On October 23, 1972, in response to several environmental disasters, Congress passed the Marine Protection, Research and Sanctuaries Act which, among other things, established the National Marine Sanctuary System. Three years later, the underwater resting place of the shipwrecked Civil War ironclad USS Monitor became the first national marine sanctuary in the United States.
Today, NOAA’s Office of National Marine Sanctuaries serves as the trustee for a network of ocean parks encompassing more than 620,000 square miles of marine and Great Lakes waters, an area nearly the size of Alaska. The network includes a system of 15 national marine sanctuaries and two marine national monuments, that conserve areas with special ecological, cultural, and historical significance.
The National Marine Sanctuary System supports coastal communities and drives local economies by providing jobs and opportunities for people to discover, recreate, and form lifelong connections with these spectacular places.
Sanctuaries connect people and communities through science, education, and stewardship.
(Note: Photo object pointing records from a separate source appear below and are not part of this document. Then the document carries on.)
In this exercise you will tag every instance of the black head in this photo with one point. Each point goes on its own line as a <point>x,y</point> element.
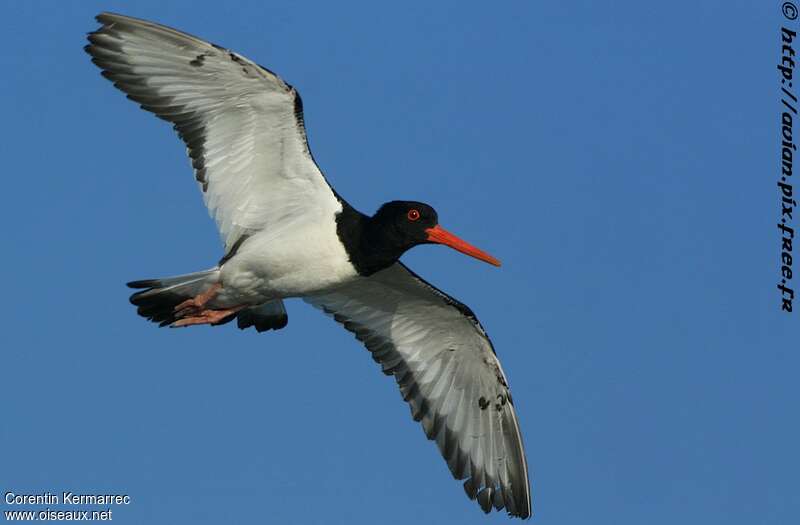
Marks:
<point>400,225</point>
<point>404,223</point>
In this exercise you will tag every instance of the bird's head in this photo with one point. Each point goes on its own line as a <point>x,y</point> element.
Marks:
<point>406,224</point>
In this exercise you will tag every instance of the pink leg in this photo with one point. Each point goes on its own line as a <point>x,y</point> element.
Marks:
<point>197,304</point>
<point>211,317</point>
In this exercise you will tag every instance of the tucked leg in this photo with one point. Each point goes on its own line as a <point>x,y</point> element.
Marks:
<point>211,317</point>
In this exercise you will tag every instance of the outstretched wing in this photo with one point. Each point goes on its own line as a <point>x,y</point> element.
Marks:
<point>242,124</point>
<point>447,370</point>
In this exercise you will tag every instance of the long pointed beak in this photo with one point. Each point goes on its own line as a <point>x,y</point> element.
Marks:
<point>439,235</point>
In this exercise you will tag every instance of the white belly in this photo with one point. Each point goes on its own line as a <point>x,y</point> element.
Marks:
<point>297,260</point>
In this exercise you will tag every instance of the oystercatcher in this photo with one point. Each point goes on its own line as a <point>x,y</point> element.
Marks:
<point>287,233</point>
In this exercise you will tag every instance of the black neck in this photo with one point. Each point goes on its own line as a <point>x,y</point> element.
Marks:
<point>370,247</point>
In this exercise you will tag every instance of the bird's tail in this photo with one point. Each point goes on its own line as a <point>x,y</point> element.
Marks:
<point>158,299</point>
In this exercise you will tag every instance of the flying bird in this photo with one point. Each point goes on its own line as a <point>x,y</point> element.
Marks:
<point>287,233</point>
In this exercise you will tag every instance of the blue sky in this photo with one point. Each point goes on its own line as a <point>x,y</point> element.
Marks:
<point>620,160</point>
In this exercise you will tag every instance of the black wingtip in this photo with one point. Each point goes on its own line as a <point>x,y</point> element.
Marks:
<point>144,283</point>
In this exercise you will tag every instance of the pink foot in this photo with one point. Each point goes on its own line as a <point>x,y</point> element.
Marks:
<point>211,317</point>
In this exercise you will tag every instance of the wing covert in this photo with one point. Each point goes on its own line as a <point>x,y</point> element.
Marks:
<point>447,371</point>
<point>242,124</point>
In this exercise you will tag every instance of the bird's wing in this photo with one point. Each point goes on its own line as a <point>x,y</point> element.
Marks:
<point>447,370</point>
<point>242,124</point>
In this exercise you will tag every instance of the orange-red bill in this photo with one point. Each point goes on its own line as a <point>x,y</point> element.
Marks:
<point>439,235</point>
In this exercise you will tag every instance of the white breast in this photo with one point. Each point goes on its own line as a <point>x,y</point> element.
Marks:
<point>301,257</point>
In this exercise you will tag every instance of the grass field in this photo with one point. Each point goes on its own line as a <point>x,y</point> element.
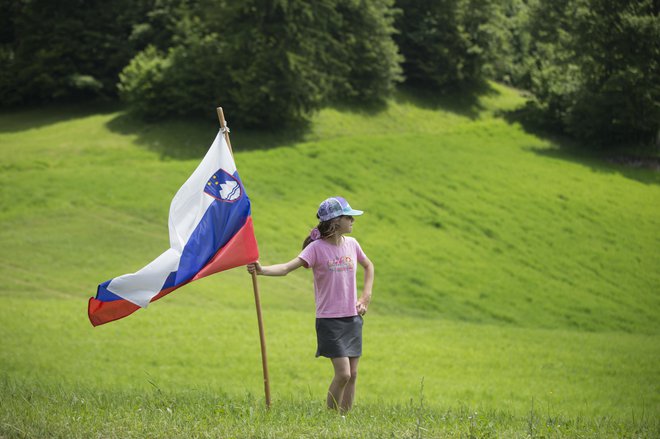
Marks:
<point>516,289</point>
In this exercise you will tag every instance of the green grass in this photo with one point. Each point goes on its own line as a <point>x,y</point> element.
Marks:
<point>515,279</point>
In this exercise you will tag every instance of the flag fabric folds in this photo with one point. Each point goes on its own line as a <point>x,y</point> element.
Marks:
<point>210,227</point>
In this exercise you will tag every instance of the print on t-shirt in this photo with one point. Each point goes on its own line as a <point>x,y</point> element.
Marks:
<point>343,263</point>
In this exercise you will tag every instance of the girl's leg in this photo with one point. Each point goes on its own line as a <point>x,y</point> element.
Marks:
<point>349,390</point>
<point>342,377</point>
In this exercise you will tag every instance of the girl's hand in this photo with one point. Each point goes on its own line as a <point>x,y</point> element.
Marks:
<point>361,307</point>
<point>255,267</point>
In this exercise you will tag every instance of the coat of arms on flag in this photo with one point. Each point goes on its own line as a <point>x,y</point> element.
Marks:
<point>210,228</point>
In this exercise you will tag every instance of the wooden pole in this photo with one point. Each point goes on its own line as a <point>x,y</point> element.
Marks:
<point>255,285</point>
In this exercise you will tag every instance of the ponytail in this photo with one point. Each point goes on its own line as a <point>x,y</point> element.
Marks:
<point>325,229</point>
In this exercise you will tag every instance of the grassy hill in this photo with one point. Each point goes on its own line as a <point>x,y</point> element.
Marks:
<point>510,272</point>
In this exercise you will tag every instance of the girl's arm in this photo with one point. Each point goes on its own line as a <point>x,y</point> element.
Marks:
<point>363,302</point>
<point>276,270</point>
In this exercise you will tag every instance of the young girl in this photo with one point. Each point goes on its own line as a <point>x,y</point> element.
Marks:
<point>333,259</point>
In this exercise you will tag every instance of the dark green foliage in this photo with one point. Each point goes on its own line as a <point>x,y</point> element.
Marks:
<point>273,62</point>
<point>65,49</point>
<point>596,71</point>
<point>446,43</point>
<point>363,55</point>
<point>185,79</point>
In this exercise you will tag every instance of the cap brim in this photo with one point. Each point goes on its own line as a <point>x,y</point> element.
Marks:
<point>353,212</point>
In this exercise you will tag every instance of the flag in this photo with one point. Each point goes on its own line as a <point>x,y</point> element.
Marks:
<point>211,230</point>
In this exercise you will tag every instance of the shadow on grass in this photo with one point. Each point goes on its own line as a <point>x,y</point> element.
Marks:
<point>13,120</point>
<point>190,137</point>
<point>639,164</point>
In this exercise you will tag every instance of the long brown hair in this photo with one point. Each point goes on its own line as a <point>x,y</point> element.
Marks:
<point>327,229</point>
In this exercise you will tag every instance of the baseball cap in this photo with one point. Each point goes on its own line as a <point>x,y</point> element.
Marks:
<point>334,207</point>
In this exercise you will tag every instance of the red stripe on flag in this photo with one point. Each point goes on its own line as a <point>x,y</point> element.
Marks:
<point>240,250</point>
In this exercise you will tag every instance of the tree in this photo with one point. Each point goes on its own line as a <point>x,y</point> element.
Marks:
<point>272,61</point>
<point>597,68</point>
<point>65,49</point>
<point>446,43</point>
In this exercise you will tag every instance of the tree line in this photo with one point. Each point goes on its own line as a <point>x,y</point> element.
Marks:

We rely on these networks to inspire community-based solutions that help us understand and protect our nation’s most spectacular underwater habitats, wildlife, archaeological wonders, and cultural seascapes.
Managed by NOAA’s Office of National Marine Sanctuaries, Monitor National Marine Sanctuary was designated in 1975 to protect the wreck of the famed Civil War ironclad USS Monitor, which sank during a storm 16 miles off Cape Hatteras, North Carolina in 1862.